Optimize monotonic function in calculus of variations I'm interested in the variational problem 
$$\min_{y} \int_a^b F(x,y(x),y'(x))dx \qquad \text{subject to} \quad -y'(x)\leq 0 \quad \forall x    \tag{1}$$     
i.e. $y(x)$ has to be monotonic.
I already know how to solve the unconstrained problem using the Euler-Lagrange equation and I have a vague idea of solving non-variational inequality-constrained optimization problems (Lagrange multipliers, Karush-Kuhn-Tucker conditions), but how should I go about solving an inequality-constrained variational problem?
Maybe use the Euler-Lagrange equations on the following:
$$\int_a^b F(x,y(x),y'(x)) - \lambda(x) y'(x) dx$$
and then check if $\lambda(x)$ is negative anywhere, but then how do I proceed?
 A: Yes, you can use the Euler-Lagrange equations on the functional that you have written. You can then look for a pair of functions (y,λ(x)) such that y solves the Euler-Lagrange equations for the given λ(x) and at each point x one of the following is true: −y′(x)<0 and λ(x)=0 or −y′(x)=0 and λ(x)$\geq$0
Here is some intuition: If λ(x) is positive then this "creates an incentive to make y′ large at the point x". We search for a function λ(x) that creates "just enough incentives to make y small so as to achieve that the constraint −y′(x)≤0∀x is satisfied by the optimum to the problem P obtained by incorporating the −λ(x)y′(x) in the way you did and then forgetting about the constraint −y′(x)≤0∀x". In other words: we want that the solution y(x) to the problem P is such that for each x either −y′(x)<0 and λ(x)=0 (no incentive is introduced at that point x and constraint is still satisfied) or −y′(x)=0 and λ(x)$\geq$0 (an incentive is introduced just enough so that the constraint is satisfied). We would never want −y′(x)<0 and λ(x)>0 since this would mean that incentives have been introduced beyond what is necessary to have the constraint respected or λ(x)<0 since this would mean that incentives have been introduced in the wrong direction.
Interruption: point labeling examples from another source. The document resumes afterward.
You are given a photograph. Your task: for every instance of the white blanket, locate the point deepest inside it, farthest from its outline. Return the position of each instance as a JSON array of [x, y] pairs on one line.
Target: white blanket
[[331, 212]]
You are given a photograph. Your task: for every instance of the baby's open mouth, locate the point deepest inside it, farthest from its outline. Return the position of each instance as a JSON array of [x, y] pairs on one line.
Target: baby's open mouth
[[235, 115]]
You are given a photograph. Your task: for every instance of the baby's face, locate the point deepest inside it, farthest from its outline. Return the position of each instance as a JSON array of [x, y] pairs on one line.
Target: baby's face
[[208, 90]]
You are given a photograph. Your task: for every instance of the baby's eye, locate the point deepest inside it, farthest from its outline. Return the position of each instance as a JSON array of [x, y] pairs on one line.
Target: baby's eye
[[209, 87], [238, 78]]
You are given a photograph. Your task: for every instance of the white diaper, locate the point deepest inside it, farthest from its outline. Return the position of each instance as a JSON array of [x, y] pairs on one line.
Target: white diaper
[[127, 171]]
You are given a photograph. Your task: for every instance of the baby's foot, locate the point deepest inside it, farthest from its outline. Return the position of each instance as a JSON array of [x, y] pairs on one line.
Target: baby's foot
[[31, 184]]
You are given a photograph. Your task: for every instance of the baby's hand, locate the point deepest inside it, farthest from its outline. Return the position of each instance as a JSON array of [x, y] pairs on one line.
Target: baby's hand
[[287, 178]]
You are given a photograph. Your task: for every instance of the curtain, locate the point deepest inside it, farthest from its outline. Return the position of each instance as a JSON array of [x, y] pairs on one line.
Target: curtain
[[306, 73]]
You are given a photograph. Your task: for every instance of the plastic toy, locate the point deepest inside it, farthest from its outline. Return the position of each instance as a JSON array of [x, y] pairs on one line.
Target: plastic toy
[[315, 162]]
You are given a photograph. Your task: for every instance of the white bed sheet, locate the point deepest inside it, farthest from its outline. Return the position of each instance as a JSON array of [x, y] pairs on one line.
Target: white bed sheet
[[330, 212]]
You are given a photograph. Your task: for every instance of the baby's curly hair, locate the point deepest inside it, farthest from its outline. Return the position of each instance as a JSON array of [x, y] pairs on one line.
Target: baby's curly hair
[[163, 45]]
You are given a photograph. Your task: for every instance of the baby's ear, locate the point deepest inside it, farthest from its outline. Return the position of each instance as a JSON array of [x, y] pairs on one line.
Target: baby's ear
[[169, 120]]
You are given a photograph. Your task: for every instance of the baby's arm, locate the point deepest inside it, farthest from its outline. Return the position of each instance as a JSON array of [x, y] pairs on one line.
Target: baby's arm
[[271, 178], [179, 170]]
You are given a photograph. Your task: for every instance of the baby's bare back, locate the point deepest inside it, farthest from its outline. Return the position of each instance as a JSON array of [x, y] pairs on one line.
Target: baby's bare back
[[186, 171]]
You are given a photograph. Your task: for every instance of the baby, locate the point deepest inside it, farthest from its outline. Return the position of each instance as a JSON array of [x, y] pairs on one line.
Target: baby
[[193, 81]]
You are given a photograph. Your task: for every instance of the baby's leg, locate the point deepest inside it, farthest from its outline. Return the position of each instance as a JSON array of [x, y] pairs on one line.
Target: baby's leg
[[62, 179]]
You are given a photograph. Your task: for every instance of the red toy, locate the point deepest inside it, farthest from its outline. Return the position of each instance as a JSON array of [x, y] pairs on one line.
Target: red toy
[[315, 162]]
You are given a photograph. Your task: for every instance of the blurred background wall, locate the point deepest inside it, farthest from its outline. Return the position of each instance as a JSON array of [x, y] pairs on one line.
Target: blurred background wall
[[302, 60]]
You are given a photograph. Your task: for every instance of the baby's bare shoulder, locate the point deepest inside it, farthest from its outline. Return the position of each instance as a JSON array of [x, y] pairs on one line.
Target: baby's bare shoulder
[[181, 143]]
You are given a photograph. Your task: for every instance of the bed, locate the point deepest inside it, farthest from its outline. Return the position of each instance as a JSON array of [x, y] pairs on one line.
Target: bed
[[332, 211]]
Suppose we have found such a function λ(x) such that the modified problem P has a soluction y satisfying the constraint −y′(x)≤0∀x. Then any other function y* will either have a higher ∫F(x,y*(x),y*′(x))dx or a higher ∫-λ(x)y*′(x)dx. Let us look at the second case, i.e. ∫-λ(x)y*′(x)dx>∫-λ(x)y′(x)dx, meaning that ∫λ(x)(-y*′(x)+y(x))dx>0 so that since λ(x) is nonnegative for some x where λ(x)>0 we have -y*′(x)+y(x)>0. But by assumption λ(x)>0 implies y(x)=0, so we obtain -y*′(x)>0, establishing that y*(x) does not satisfy the constraint.